The CGNS backend only contains infos.yaml, data/ and problem_definitions/, since all samples are complete.

Root metadata

  • infos.yaml: global dataset metadata (including storage backend and number of samples per split).
  • variable_schema.yaml: schema of variable (per-sample) features.
  • cgns_types.yaml: CGNS typing metadata used by converters.

Split content

  • constants/<split>/: split-level constant feature payloads.
  • data/<split>/: backend-specific variable sample payloads.

Each constants/<split>/ directory contains:

  • data.mmap: concatenated bytes for constant numeric/string payloads;
  • layout.json: byte offsets, shapes and dtypes inside data.mmap;
  • constant_schema.yaml: schema for constant features in that split.

The exact files under data/<split>/ depend on the backend (cgns, hf_datasets, zarr).

Problem definitions

  • problem_definitions/: optional serialized ProblemDefinition files (YAML).

Loading policy for constants

When metadata are loaded from local disk, numeric constants are kept as np.memmap arrays for memory efficiency.

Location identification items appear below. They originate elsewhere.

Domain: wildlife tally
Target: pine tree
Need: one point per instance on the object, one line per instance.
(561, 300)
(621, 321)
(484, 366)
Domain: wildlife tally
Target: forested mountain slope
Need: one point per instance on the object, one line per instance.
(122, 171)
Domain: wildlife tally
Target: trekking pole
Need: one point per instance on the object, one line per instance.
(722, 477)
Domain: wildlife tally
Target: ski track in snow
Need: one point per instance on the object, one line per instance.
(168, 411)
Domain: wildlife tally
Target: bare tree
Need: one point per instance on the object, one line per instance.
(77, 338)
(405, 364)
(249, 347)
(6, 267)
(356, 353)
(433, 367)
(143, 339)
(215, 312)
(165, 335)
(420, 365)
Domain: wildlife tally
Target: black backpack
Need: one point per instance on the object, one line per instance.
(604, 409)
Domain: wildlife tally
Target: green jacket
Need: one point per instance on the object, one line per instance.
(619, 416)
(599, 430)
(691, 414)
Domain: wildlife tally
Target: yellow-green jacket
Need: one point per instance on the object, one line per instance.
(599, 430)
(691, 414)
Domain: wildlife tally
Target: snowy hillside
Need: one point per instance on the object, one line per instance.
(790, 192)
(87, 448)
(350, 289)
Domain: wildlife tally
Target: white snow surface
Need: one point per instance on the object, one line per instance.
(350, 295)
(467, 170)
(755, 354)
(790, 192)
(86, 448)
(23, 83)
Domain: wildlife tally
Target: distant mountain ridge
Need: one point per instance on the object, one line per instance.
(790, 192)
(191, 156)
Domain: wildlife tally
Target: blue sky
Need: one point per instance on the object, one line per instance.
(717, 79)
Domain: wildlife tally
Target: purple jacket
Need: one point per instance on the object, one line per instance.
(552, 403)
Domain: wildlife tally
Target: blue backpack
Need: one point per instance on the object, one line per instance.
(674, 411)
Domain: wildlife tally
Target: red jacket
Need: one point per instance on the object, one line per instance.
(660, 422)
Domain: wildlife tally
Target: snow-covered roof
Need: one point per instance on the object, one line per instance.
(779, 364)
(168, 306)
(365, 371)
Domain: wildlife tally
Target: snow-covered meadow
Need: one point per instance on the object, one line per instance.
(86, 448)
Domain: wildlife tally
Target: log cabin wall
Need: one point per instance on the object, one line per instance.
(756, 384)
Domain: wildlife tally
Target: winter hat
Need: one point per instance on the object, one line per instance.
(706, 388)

When metadata are loaded from the Hugging Face Hub, numeric constants are materialized into in-memory arrays so that they remain valid after temporary download folders are cleaned up.

Validation

The plaid-check command validates the required on-disk layout and performs integrity checks on metadata, sample conversion, numeric values, duplicates and problem definitions:

plaid-check /path/to/plaid_dataset
plaid-check /path/to/plaid_dataset --split train --json
plaid-check /path/to/plaid_dataset --strict

The minimal required layout checked by the CLI depends on the declared backend:

  • for cgns: infos.yaml and data/;
  • for non-CGNS backends: infos.yaml, variable_schema.yaml, cgns_types.yaml, constants/, and data/.